Publisher: John Wiley & Sons Inc
Publication Date: 1983

Political Risk

Publisher: Euromoney Publications
Publication Date: 1982

This was the first book to offer a systematic approach to the analysis of political risk, at the time when the author's political risk group at Bankers Trust was rated as the leading group of its kind. Most of the competing approaches were very narrow (a bad Gini index of inequality implies a coming revolution—a simplistic theory that addresses only one of dozens of political issues for business) or based on very unsophisticated quantitative modeling that reflected the political science of the time (lots of numbers, no sound theory, minimal connection with economics). The book was written in great haste to meet a Euromoney deadline, and much of the substantive material is obsolete, but the framework has continuing value. Overholt drew on the material in subsequent years to teach in the U.S. Foreign Service Institute's Advanced Political Analysis course for foreign service officers being promoted to senior levels.

 

The Future of Brazil

Publisher: Westview Press
Publication Date: 1978

In the mid-1970s Overholt did a three-volume study of Brazil'a business environment for MacMillan Bloedel, a Canadian pulp and paper company contemplating a $2 billion joint venture with Brascan of Brazil. As a result of the study, the joint venture plan was canceled. Because the study's results were potentially valuable for many industries, MacMillan Bloedel and Hudson Institute approved the sale to other companies of a single-volume condensation for US$2500.00 and the sale was successful beyond the dreams of both companies. Later, some of the academic contributions to the conference that initiated the study were collected, along with Overholt's study conclusions into this book.
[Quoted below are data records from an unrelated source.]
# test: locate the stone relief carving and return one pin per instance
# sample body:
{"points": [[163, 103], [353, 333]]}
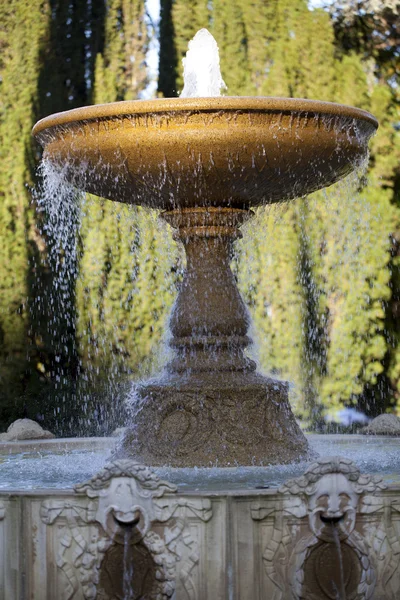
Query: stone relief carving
{"points": [[329, 495], [127, 520]]}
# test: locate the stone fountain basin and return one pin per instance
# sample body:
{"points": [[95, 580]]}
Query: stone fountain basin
{"points": [[185, 152], [225, 533], [62, 463]]}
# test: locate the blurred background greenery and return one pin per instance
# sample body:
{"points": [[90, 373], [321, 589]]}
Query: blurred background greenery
{"points": [[321, 276]]}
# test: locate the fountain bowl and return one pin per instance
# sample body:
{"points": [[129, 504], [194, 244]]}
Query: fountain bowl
{"points": [[236, 152]]}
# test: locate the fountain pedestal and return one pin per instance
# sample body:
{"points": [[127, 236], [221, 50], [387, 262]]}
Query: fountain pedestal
{"points": [[203, 161], [210, 407]]}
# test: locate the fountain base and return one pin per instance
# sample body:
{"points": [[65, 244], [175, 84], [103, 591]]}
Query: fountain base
{"points": [[214, 419]]}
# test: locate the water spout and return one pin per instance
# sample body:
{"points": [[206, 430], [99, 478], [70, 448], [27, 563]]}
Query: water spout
{"points": [[201, 70]]}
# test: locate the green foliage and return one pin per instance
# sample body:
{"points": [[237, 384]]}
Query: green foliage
{"points": [[324, 283], [23, 29]]}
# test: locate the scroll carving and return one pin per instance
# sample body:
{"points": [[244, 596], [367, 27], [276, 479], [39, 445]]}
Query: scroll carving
{"points": [[127, 509], [316, 515]]}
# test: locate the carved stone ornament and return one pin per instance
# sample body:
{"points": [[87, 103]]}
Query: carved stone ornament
{"points": [[331, 556], [128, 540]]}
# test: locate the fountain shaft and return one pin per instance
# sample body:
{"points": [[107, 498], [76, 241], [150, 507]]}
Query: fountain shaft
{"points": [[211, 407], [209, 321]]}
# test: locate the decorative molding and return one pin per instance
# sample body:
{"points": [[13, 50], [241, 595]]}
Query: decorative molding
{"points": [[125, 506], [330, 495]]}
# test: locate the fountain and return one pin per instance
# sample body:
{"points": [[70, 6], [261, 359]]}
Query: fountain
{"points": [[296, 531], [206, 163]]}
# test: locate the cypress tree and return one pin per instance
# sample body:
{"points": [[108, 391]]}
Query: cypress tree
{"points": [[23, 34]]}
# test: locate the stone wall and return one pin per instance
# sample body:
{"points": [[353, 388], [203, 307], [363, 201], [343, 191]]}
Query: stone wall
{"points": [[125, 535]]}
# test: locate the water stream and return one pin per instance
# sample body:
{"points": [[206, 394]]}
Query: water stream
{"points": [[341, 592], [127, 583]]}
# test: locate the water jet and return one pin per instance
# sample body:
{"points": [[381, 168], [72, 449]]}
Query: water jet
{"points": [[205, 163]]}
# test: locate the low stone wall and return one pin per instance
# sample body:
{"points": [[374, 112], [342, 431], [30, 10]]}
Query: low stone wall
{"points": [[126, 534]]}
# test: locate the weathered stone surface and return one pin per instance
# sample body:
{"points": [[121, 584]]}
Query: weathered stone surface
{"points": [[25, 429], [383, 425], [221, 420]]}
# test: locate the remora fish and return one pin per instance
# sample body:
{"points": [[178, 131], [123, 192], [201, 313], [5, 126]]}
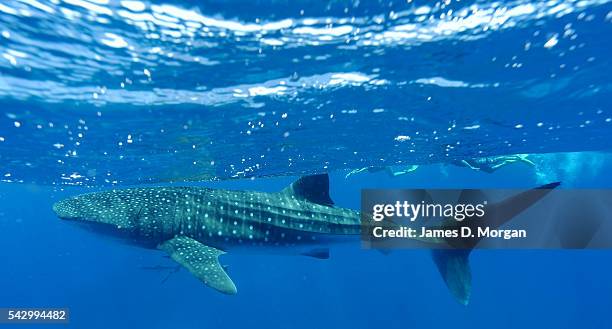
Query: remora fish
{"points": [[196, 225]]}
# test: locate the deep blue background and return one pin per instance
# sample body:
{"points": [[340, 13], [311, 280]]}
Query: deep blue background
{"points": [[46, 262]]}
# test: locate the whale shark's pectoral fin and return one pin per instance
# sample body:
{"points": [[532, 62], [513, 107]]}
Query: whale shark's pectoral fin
{"points": [[201, 260]]}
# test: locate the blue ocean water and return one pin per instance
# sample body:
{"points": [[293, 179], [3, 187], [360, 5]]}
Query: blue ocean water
{"points": [[104, 93]]}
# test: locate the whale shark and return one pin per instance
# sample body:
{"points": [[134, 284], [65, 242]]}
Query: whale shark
{"points": [[196, 225], [488, 165]]}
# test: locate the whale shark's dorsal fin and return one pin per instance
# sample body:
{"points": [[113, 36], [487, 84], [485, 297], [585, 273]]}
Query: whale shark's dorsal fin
{"points": [[313, 188], [201, 260]]}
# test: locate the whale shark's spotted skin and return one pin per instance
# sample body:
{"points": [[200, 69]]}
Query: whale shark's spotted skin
{"points": [[195, 225], [218, 218]]}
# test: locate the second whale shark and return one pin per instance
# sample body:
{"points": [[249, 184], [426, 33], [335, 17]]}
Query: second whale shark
{"points": [[196, 225]]}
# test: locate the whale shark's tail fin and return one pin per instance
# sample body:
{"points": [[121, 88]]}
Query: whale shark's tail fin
{"points": [[453, 264]]}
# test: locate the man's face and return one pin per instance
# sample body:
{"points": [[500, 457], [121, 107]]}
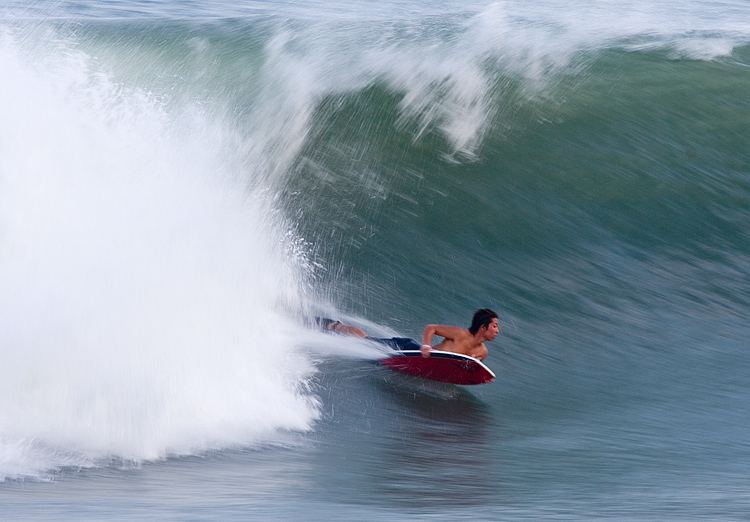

Key academic contributors objected to Overholt's conclusion that the increasing complexity of Brazil's economy and politics would soon force major structural changes in both, but events bore out Overholt's conclusion. The discovery that a political risk study for a company could earn significant amounts of money inspired the emergence of a number of political risk groups. The field of political risk became a fad by the late 1970s and then faded in the early 1980s because the academic models of political risk underlying most of the firms had little applicability to the real world.

Asia's Nuclear Future

Publisher: Westview Press
Publication Date: 1977

This was the first book to be published about nuclear proliferation and nuclear strategies in Asia, a compilation of the views of leading experts. The book is the tip of an iceberg of government-funded studies to facilitate management of the aftermath of India's 1974 nuclear explosion and to intervene decisively against nuclear weapon development programs in South Korea and Taiwan. Overholt's conclusion that there was no military value, and great military risk, to stationing U.S. nuclear weapons in South Korea became widely accepted among experts and periodically affected policy. (The subject is a political football, sometimes unaffected by actual strategic calculations.) Lewis Dunn, who co-authored the introductory methodology chapter, later became the senior official in charge of nuclear proliferation issues at the U.S. Arms Control and Disarmament Agency. The expert analyses provide a stark and amusing contradiction between the Indian expert, who argues that his impoverished country (far more impoverished then than now) could afford to develop and deploy nuclear weaponry and would find it useful, whereas the Japan expert argued that wealthy Japan (then widely seen as likely to achieve global economic superiority and political leadership) could not afford them and would not find them useful.